Binary Tree Inorder Traversal

Published: Sep 30, 2022

Easy Depth-First Search Binary Tree

Introduction

This is a basic inorder traversal problem. Just visit all nodes in the binary tree by the inorder manner.

Problem Description

Given the root of a binary tree, return the inorder traversal of its nodes’ values.

Constraints:

  • The number of nodes in the tree is in the range [0, 100].
  • -100 <= Node.val <= 100

https://leetcode.com/problems/binary-tree-inorder-traversal/

Examples

Example 1
Input: root = [1,null,2,3]
Output: [1,3,2]
Explanation:
1
 \
  2
 /
3
Example 2
Input: root = []
Output: []
Example 3
Input: root = [1]
Output: [1]

Analysis

The tree traversal takes the depth-first search (DFS) style.
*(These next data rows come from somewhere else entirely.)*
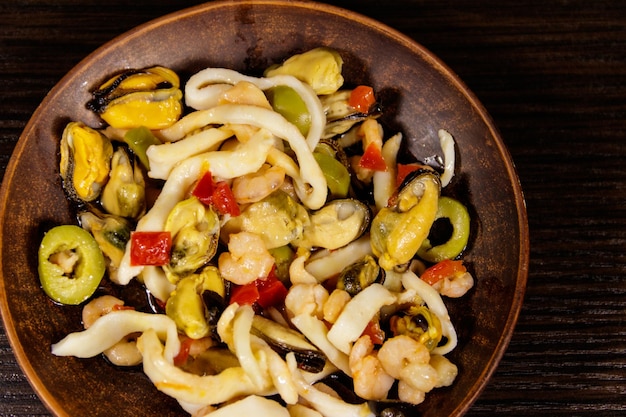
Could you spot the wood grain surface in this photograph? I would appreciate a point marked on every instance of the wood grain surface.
(552, 74)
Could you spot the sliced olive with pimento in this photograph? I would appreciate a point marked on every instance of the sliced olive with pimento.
(71, 264)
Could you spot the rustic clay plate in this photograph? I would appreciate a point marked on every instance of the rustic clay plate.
(420, 94)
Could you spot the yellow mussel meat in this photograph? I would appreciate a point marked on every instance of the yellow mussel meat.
(149, 97)
(85, 161)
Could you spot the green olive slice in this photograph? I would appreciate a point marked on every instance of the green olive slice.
(459, 218)
(71, 264)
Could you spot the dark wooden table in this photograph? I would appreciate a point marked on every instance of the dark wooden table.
(552, 73)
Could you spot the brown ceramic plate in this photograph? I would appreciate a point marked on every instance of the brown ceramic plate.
(420, 95)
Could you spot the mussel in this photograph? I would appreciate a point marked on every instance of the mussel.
(336, 224)
(399, 229)
(187, 304)
(125, 192)
(149, 97)
(195, 232)
(341, 116)
(85, 161)
(419, 323)
(283, 340)
(355, 277)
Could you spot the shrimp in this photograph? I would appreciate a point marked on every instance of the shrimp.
(247, 259)
(371, 382)
(123, 353)
(98, 307)
(254, 187)
(306, 299)
(410, 395)
(400, 351)
(370, 132)
(455, 286)
(335, 304)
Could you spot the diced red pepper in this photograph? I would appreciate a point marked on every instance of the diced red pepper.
(150, 248)
(247, 294)
(219, 195)
(266, 292)
(224, 200)
(203, 190)
(444, 269)
(373, 330)
(183, 354)
(362, 98)
(271, 290)
(373, 158)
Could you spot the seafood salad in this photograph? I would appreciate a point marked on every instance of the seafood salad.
(287, 253)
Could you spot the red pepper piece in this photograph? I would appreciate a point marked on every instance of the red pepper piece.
(373, 330)
(271, 290)
(183, 354)
(224, 200)
(373, 158)
(150, 248)
(244, 294)
(444, 269)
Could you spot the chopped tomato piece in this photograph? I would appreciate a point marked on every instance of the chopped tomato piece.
(183, 354)
(150, 248)
(244, 294)
(373, 330)
(266, 292)
(444, 269)
(219, 195)
(224, 200)
(362, 98)
(271, 290)
(373, 158)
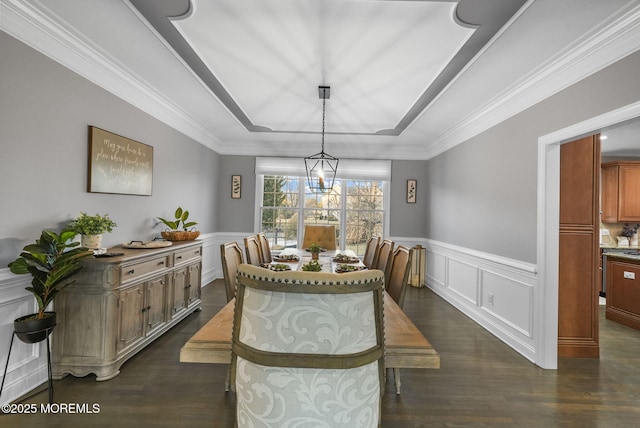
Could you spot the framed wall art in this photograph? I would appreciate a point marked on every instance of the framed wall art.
(236, 186)
(118, 164)
(411, 191)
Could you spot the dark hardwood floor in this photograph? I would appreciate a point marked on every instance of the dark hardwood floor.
(481, 383)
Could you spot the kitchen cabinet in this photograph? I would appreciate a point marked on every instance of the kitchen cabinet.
(118, 305)
(623, 289)
(620, 191)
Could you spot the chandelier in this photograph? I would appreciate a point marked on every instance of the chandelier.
(321, 167)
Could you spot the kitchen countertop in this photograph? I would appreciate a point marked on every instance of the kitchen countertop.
(615, 247)
(624, 256)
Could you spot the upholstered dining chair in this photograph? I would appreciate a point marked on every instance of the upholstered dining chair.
(252, 248)
(232, 258)
(322, 234)
(396, 286)
(385, 250)
(308, 347)
(264, 248)
(370, 251)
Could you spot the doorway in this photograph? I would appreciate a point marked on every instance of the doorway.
(546, 294)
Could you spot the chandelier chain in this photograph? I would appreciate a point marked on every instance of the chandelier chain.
(324, 101)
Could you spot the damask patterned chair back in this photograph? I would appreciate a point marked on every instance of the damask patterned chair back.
(232, 258)
(384, 254)
(308, 347)
(322, 234)
(370, 251)
(264, 248)
(252, 247)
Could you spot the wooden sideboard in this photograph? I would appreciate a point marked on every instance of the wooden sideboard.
(118, 305)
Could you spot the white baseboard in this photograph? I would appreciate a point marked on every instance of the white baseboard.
(28, 364)
(496, 292)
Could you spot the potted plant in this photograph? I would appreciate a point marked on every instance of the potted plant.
(91, 228)
(179, 228)
(629, 232)
(51, 261)
(314, 249)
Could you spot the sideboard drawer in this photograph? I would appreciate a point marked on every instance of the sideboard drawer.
(185, 256)
(131, 272)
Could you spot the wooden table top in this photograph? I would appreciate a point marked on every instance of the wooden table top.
(406, 347)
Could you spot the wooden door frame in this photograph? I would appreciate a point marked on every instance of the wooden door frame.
(548, 221)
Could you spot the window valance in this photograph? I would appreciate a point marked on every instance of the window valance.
(357, 169)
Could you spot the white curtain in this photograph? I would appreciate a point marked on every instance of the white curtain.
(358, 169)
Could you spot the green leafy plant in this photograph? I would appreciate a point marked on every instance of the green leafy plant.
(51, 261)
(97, 224)
(314, 248)
(629, 230)
(181, 217)
(312, 266)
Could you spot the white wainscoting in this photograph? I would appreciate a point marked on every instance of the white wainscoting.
(28, 364)
(496, 292)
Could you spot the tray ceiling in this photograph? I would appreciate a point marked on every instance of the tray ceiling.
(409, 79)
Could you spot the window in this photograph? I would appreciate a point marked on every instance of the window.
(355, 207)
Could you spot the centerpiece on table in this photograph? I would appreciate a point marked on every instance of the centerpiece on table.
(51, 261)
(312, 266)
(179, 228)
(91, 228)
(315, 250)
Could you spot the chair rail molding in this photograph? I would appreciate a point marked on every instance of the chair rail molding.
(496, 292)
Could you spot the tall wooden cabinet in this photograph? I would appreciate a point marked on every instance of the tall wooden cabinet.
(578, 334)
(620, 191)
(119, 305)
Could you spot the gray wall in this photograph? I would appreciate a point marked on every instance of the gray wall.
(482, 194)
(407, 220)
(45, 110)
(236, 215)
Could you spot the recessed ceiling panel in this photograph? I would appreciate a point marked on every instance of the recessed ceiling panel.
(385, 60)
(377, 56)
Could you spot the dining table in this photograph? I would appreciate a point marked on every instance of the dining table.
(405, 345)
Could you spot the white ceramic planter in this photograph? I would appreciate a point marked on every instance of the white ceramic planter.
(91, 241)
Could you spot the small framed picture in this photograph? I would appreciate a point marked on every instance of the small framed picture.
(236, 186)
(411, 191)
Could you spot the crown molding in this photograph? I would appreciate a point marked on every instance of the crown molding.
(614, 40)
(26, 23)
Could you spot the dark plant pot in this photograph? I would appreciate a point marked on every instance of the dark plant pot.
(32, 330)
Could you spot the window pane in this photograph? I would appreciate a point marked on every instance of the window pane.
(363, 210)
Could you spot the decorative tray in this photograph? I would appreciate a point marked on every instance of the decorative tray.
(343, 258)
(349, 268)
(278, 267)
(286, 258)
(147, 244)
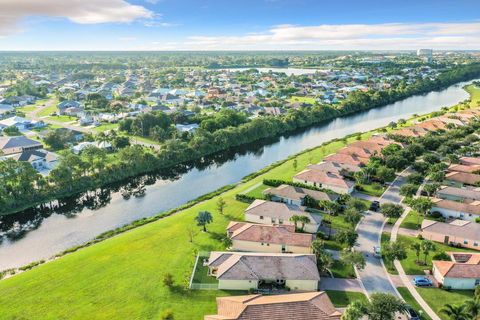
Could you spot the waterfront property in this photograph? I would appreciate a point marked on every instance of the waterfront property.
(458, 233)
(299, 306)
(268, 238)
(461, 273)
(296, 195)
(245, 271)
(277, 213)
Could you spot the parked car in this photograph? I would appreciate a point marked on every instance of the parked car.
(375, 205)
(422, 282)
(412, 314)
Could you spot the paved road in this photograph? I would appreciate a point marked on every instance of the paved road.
(374, 276)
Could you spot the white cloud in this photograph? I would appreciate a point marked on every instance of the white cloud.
(347, 36)
(78, 11)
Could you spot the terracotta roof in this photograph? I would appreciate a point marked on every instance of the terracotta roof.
(463, 265)
(297, 193)
(263, 266)
(347, 159)
(463, 177)
(457, 228)
(279, 210)
(283, 234)
(298, 306)
(473, 208)
(324, 178)
(468, 168)
(465, 193)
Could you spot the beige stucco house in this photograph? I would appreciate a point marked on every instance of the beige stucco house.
(247, 270)
(268, 238)
(277, 213)
(462, 273)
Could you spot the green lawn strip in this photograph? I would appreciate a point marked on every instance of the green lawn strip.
(373, 189)
(342, 270)
(437, 298)
(410, 265)
(342, 299)
(410, 300)
(412, 221)
(388, 263)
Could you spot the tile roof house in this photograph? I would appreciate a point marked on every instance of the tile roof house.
(298, 306)
(456, 210)
(296, 195)
(247, 270)
(327, 180)
(462, 273)
(18, 144)
(268, 238)
(458, 232)
(277, 213)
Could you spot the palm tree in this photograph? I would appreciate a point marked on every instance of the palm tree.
(303, 220)
(455, 312)
(472, 307)
(203, 218)
(295, 219)
(417, 248)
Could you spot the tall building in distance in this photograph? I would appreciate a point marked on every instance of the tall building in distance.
(425, 53)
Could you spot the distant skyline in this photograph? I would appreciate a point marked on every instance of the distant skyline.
(239, 25)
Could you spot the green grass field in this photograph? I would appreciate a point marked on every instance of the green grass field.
(410, 300)
(343, 298)
(121, 278)
(437, 298)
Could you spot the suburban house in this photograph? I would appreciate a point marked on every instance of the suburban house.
(459, 179)
(277, 213)
(18, 144)
(268, 238)
(325, 179)
(456, 210)
(462, 273)
(247, 270)
(299, 306)
(296, 195)
(458, 232)
(458, 194)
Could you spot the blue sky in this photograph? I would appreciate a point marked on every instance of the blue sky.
(238, 25)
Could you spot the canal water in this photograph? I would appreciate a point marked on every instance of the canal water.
(38, 234)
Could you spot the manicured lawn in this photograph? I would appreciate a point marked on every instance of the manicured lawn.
(373, 189)
(410, 300)
(121, 278)
(410, 266)
(47, 111)
(342, 299)
(412, 221)
(437, 298)
(309, 100)
(62, 118)
(257, 192)
(341, 270)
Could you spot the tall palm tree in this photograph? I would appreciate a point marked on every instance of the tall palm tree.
(455, 312)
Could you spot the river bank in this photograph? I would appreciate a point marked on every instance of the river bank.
(99, 279)
(48, 233)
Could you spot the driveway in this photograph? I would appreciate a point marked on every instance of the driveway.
(374, 276)
(340, 284)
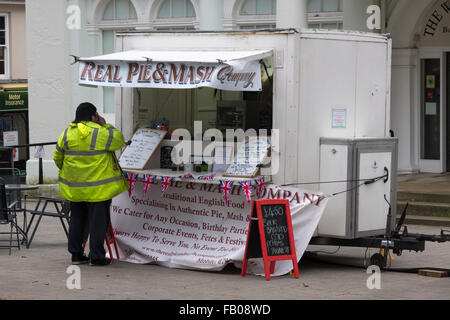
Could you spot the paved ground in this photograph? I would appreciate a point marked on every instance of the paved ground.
(41, 273)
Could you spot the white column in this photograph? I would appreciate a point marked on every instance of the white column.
(355, 14)
(211, 15)
(292, 14)
(48, 80)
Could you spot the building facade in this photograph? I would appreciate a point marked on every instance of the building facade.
(419, 28)
(13, 80)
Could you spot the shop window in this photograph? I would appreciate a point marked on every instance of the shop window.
(326, 25)
(4, 46)
(255, 7)
(176, 9)
(120, 10)
(175, 15)
(325, 5)
(108, 92)
(325, 14)
(250, 15)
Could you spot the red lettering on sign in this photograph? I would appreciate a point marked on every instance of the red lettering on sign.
(88, 67)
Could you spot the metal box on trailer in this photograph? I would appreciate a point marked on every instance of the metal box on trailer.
(360, 209)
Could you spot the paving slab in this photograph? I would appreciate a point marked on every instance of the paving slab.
(41, 272)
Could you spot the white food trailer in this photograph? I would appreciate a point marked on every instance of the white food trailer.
(326, 92)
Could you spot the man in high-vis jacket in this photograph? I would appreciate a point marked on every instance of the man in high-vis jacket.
(89, 177)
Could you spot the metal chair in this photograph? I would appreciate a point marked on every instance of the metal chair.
(62, 208)
(8, 216)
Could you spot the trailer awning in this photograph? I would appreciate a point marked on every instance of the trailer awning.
(225, 70)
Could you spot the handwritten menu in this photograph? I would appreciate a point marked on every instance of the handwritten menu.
(250, 154)
(276, 230)
(141, 149)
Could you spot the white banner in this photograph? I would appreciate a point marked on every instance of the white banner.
(191, 227)
(236, 75)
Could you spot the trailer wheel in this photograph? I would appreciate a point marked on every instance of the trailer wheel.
(378, 260)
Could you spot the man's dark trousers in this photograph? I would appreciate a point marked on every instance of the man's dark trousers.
(97, 216)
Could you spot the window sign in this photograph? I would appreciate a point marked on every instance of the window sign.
(339, 119)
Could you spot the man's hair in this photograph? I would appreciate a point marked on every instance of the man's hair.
(84, 112)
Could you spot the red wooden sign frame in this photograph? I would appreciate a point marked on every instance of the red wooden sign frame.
(266, 258)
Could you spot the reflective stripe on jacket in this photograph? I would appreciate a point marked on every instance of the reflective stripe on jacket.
(89, 171)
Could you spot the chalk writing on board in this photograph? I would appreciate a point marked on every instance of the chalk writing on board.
(250, 154)
(276, 230)
(143, 145)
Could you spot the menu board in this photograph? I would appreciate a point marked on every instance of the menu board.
(142, 147)
(250, 154)
(276, 230)
(275, 225)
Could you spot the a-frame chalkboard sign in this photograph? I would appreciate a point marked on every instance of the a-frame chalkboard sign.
(270, 235)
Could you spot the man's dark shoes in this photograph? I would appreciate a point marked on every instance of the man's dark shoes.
(100, 262)
(79, 259)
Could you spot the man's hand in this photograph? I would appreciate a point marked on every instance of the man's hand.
(101, 121)
(98, 119)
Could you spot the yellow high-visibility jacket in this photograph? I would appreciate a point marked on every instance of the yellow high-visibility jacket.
(89, 171)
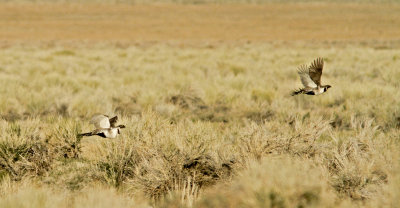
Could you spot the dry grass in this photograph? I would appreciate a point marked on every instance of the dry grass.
(201, 119)
(208, 125)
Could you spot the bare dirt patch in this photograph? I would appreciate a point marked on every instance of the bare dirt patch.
(208, 22)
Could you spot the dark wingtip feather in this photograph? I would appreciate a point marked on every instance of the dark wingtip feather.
(296, 92)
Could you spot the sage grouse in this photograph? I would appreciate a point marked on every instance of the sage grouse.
(311, 78)
(105, 127)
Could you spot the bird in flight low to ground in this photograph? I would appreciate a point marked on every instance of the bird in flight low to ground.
(105, 127)
(311, 78)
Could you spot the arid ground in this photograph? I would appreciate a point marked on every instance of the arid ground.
(204, 90)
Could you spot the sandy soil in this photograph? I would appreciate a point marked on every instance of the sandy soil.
(170, 22)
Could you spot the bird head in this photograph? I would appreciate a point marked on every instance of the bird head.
(326, 87)
(120, 127)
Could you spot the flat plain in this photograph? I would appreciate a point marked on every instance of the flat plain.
(204, 90)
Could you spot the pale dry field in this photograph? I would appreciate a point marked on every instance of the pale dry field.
(210, 120)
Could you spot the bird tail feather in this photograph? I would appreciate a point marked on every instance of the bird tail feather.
(85, 134)
(296, 92)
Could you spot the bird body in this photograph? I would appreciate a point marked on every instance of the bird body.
(105, 127)
(311, 78)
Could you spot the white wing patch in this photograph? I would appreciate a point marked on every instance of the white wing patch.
(305, 77)
(100, 122)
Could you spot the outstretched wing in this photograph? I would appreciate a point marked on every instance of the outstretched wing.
(113, 121)
(100, 121)
(315, 70)
(305, 77)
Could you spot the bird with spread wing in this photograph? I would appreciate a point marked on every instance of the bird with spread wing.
(105, 127)
(311, 78)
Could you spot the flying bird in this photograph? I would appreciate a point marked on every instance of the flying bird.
(311, 78)
(105, 127)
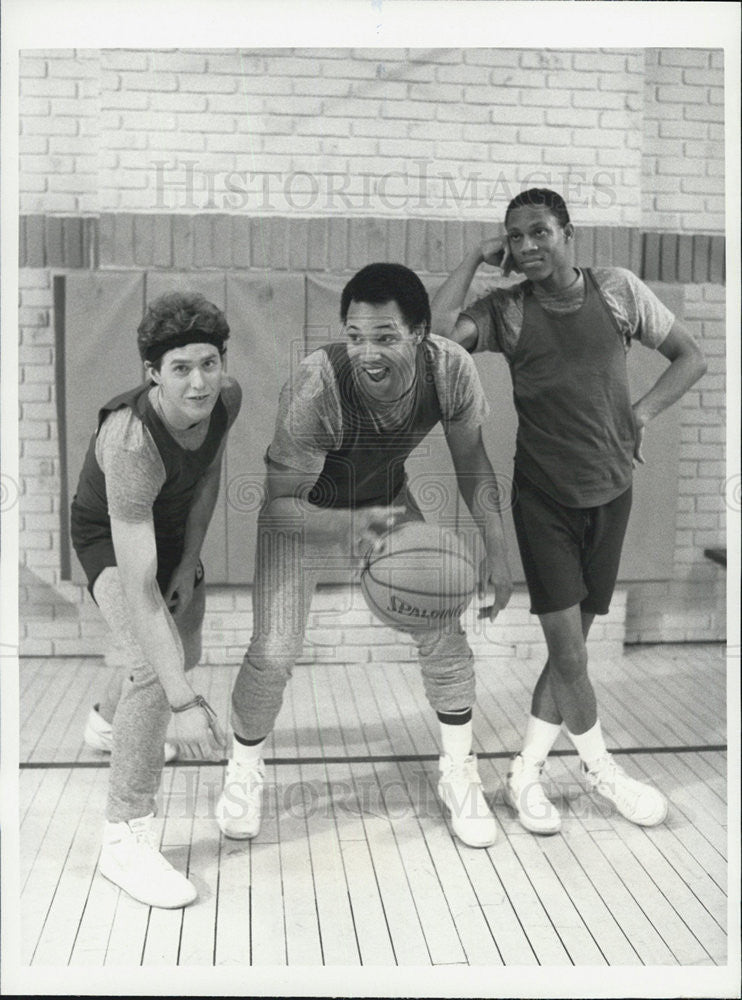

The helper function does the DFS and saves values between going left and right.

Solution

# Definition for a binary tree node.
# class TreeNode:
#     def __init__(self, val=0, left=None, right=None):
#         self.val = val
#         self.left = left
#         self.right = right
class BinaryTreeInorderTraversal:
    def inorderTraversal(self, root: Optional[TreeNode]) -> List[int]:
        def helper(root, result):
            if not root:
                return result
            result = helper(root.left, result)
            result.append(root.val)
            result = helper(root.right, result)
            return result
        return helper(root, [])

Complexities

  • Time: O(n)
  • Space: O(n)